Grazie all’intensa campagna di pressione End Uyghur Forced Labour, lanciata nel luglio del 2020 e condotta da oltre 300 organizzazioni nel mondo tra cui la Campagna Abiti Puliti, OVS, noto marchio italiano della moda internazionale, ha finalmente sottoscritto l’impegno pubblico a dismettere gli approvvigionamenti dallo Xinjang e uscire dalla regione uigura.

OVS ci ha comunicato di non avere fornitori in quella zona, considerando che il cotone da loro utilizzato, prevalentemente organico, proviene da altri paesi o dalla Better Cotton Initiative, che ha sospeso da tempo tutte le licenze ai coltivatori dello Xinjiang.

È un passo significativo per i diritti del popolo uiguro: da 1 a 3 milioni di persone internate dal governo cinese in campi di lavoro forzato in cui si stima venga prodotto circa un quinto del cotone utilizzato dai marchi della moda su scala mondiale.
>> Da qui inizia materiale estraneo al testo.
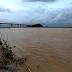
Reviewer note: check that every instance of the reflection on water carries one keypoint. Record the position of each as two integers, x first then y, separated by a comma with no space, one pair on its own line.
50,48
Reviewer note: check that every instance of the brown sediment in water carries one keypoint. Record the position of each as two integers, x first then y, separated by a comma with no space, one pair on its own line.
49,47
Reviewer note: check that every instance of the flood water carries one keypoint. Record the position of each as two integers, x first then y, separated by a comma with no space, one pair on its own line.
46,49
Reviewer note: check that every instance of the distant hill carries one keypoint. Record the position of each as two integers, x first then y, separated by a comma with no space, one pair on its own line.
35,25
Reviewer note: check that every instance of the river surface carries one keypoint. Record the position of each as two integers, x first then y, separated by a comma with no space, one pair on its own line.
46,49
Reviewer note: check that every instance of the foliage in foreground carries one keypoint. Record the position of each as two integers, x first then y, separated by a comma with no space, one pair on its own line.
7,59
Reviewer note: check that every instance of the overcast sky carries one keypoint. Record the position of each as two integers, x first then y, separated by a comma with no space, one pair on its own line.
36,11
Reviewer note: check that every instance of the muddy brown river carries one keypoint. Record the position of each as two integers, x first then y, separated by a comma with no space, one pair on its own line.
46,49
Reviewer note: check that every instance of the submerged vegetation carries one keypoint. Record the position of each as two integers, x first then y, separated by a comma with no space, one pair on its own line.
8,62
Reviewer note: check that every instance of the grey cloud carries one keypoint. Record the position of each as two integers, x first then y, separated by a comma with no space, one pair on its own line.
2,9
39,0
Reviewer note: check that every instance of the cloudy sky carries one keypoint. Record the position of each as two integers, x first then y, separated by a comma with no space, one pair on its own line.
46,12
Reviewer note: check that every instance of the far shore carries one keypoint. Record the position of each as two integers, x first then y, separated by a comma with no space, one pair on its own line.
36,27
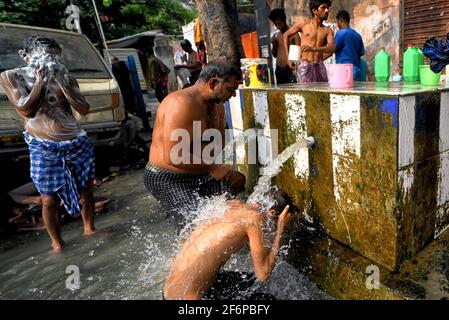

Indottrinamento, rieducazione, torture, violenze, sterilizzazione forzata e vera e propria schiavitù sono alcune delle pratiche utilizzate per opprimere la popolazione uigura e sfruttarla illecitamente come forza lavoro gratuita alla raccolta del cotone e alla produzione di abbigliamento di cui si avvalgono i marchi internazionali.

Da mesi ormai le organizzazioni di difesa dei diritti umani chiedono alle aziende di assumersi pubblicamente l’impegno di disinvestire dalla regione autonoma uigura dello Xinjiang. Diversi governi del G7 (fra cui il Canada e gli Stati Uniti) hanno condannato la politica cinese nella regione e anche il Pontefice ha espresso preoccupazione. Per la prima volta in 30 anni, il 22 marzo anche l’Unione europea ha imposto sanzioni economiche su alcuni ufficiali cinesi a causa del trattamento inumano riservato agli Uiguri. Se il mondo della politica ha fatto dei timidi passi avanti, quello dell’economia non vuole sentire ragioni: sono ancora pochi i marchi che hanno preso le distanze dalla Regione e, dal momento che la situazione degli Uiguri è ormai nota da anni, ignorarla volutamente è diventato inaccettabile. Per salvare la popolazione uigura servono condotte di impresa coerenti basate sui fatti, con posizioni nette contrarie al lavoro forzato. Marchi come Zara, Nike e Apple possono e devono agire concretamente privilegiando la vita e la dignità degli uiguri rispetto al mantenimento di produzioni provenienti da filiere alimentate da lavoro forzato. Le imprese non devono soccombere alle pressioni degli internauti cinesi che in queste ore hanno scatenato una bufera contro i marchi che avevano dichiarato il disimpegno commerciale dalla regione dello Xinjang, minacciando di boicottarli. Sul lavoro forzato non posso esserci compromessi e le imprese sono oggi chiamate a scegliere da che parte stare: i diritti umani o gli interessi commerciali.

L’84% del cotone prodotto in Cina viene dalla regione uigura, il 20% della produzione mondiale: un abito in cotone su 5 è prodotto con l’uso di lavoro forzato. Chiediamo a marchi e distributori tessili di abbandonare definitivamente la regione uigura ad ogni livello della loro catena di fornitura, dall’approvvigionamento del cotone all’importazione di prodotti finiti, ponendo fine ai rapporti con i fornitori che supportano il sistema del lavoro forzato. E’ innegabile che le imprese multinazionali abbiano un potere enorme. Ebbene, esse hanno anche la responsabilità di adottare qualsiasi misura possibile per adempiere agli obblighi di responsabilità aziendale e di rispetto dei diritti umani così come stabilito dai Principi guida delle Nazioni Unite su imprese e diritti umani.

Ci auguriamo che l’adesione di OVS all’impegno per lasciare la regione uigura convinca gli altri marchi che ancora non hanno fatto passi pubblici concreti a fare altrettanto. Questo primo importante risultato rinvigorisce lo sforzo della coalizione internazionale e ci motiva a continuare la pressione: il lavoro forzato è una condizione che fa orrore e che nessuno (consumatori, produttori, politici) può accettare né fingere di non vedere” ha dichiarato Deborah Lucchetti, coordinatrice della Campagna Abiti Puliti.